Sílvio foi ficando azul, roxo, vermelho, ficou de cores que Camila nunca tinha visto antes. Foi como uma explosão:
- Uááááááááááááá
e saiu correndo pela porta da frente, nem pegou o carro do qual tinha tanto orgulho. Saiu pela rua desnorteado. Saiu do condomínio, gritando e chorando, seguiu pela avenida principal e sumiu pela cidade.
Dois dias se passaram e nenhuma notícia. Os familiares todos se reuniram, pais, irmãos e a esposa. Todos foram unânimes em concordar com as razões da mulher, que exigia o mínimo de um homem, ser um bom companheiro e amante.

O irmão mais velho comentou:
- Eu não sei como você suportou todo este tempo ao lado dele, Camila. Sílvio sempre foi insensível. Ele sempre fez tudo muito certinho e achava que só poderia ter a admiração e atenção das pessoas se fosse o melhor de todos. Coitado. Muita pressão.
Sílvio tinha uma fixação pela idéia de perfeição que ele jamais se permitiu pequenas diversões, jamais se entregou à preguiça e nunca se entregou ao carinho das pessoas. Cresceu para ser uma máquina de estudar e trabalhar, sempre obtendo os melhores resultados. Mas não soube aproveitar a vida. Não fazia amigos, fazia sócios e parceiros. Não tinha uma mulher amada, mas sim uma bela fêmea de exposição que o fazia sentir melhor que os outros homens. E quando seu lindo bibelô foi embora, ele surtou. Mudou de humor, como jamais acontecera antes. Todo aquele sacrifício sobre-humano, e para quê? A mulher jogou em sua cara tudo o que ele evitava pensar, e na correria sem destino, pensou:
- Eu sou o melhor dos homens, mas não tenho nenhum amigo. Tenho a melhor das mulheres, e ela não me ama. Eu sou o pior dos homens! Eu sou uma farsa.
Não voltou para casa. Seguiu caminhando como um mendigo. Foi maltratado no centro da cidade.

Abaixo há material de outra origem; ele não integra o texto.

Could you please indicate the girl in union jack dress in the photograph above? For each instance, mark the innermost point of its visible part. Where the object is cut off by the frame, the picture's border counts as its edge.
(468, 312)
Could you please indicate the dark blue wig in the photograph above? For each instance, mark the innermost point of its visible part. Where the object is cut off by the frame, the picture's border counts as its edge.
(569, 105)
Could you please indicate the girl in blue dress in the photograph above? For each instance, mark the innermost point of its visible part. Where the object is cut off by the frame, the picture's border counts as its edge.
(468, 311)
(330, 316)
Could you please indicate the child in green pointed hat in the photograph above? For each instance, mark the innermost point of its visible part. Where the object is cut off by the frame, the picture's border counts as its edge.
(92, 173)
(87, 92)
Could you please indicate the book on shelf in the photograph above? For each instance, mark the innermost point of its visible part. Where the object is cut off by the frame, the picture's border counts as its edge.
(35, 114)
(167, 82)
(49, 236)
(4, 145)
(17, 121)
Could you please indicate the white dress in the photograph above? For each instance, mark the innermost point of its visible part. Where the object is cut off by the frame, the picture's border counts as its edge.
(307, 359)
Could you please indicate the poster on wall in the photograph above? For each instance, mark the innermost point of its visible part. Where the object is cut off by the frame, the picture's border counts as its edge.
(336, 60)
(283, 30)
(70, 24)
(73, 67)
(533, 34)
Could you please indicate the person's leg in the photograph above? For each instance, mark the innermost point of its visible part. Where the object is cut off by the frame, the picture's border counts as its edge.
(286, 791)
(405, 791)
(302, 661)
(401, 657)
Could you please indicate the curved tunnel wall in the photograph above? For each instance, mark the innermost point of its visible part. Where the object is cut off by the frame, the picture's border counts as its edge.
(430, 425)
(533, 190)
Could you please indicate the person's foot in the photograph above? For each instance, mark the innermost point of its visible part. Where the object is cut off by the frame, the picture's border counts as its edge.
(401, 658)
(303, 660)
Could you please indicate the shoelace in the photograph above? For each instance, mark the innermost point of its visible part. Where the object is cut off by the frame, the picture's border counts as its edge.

Não tinha amigos, então ninguém o reconhecia.
Camila não teve remorsos. Entregou-se aos amores ladinos ofertados pela noite paulistana. E justificava:
- Ele roubou dois anos da minha vida. O problema não é meu se agora acham que ele ficou maluco. Pra mim, ele sempre foi maluco.
A família ficou preocupada e ordenou várias buscas sem sucesso.
A mãe, angustiada, esbravejava com o marido diariamente:
- A culpa foi sua, que sempre exigiu demais quando ele era menino. Deu no que deu.
Sílvio caminhou até sua cidade natal, demorou 4 anos para chegar. Dormiu na rua, ficou sem comer, urinou nas calças e passou por todo tipo de privação. Causava muita estranheza onde quer que chegasse. Não falava uma palavra. Só olhava para as pessoas e sorria.
Quando chegou à porta da casa da família, tocou a campainha. O filho estava de volta! Foi uma grande felicidade, mas todos ficaram com pena da situação em que ele se encontrava.
Não quis tomar banho. Disse que não ficaria ali muito tempo.
Chamaram a ex-mulher para vê-lo. Ela foi.
Em casa, 1 dia após seu retorno, com cheiro de urina, tirou a roupa, beijou o rosto de todos, abraçou um a um e , por fim, masturbou-se e ejaculou na perna de Camila.
- Agora eu sou um homem pra você? Agora eu sou um homem pra você?
Ninguém teve coragem de fazer nada. Saiu da casa, sorridente, com ar triunfante, e nunca mais foi visto.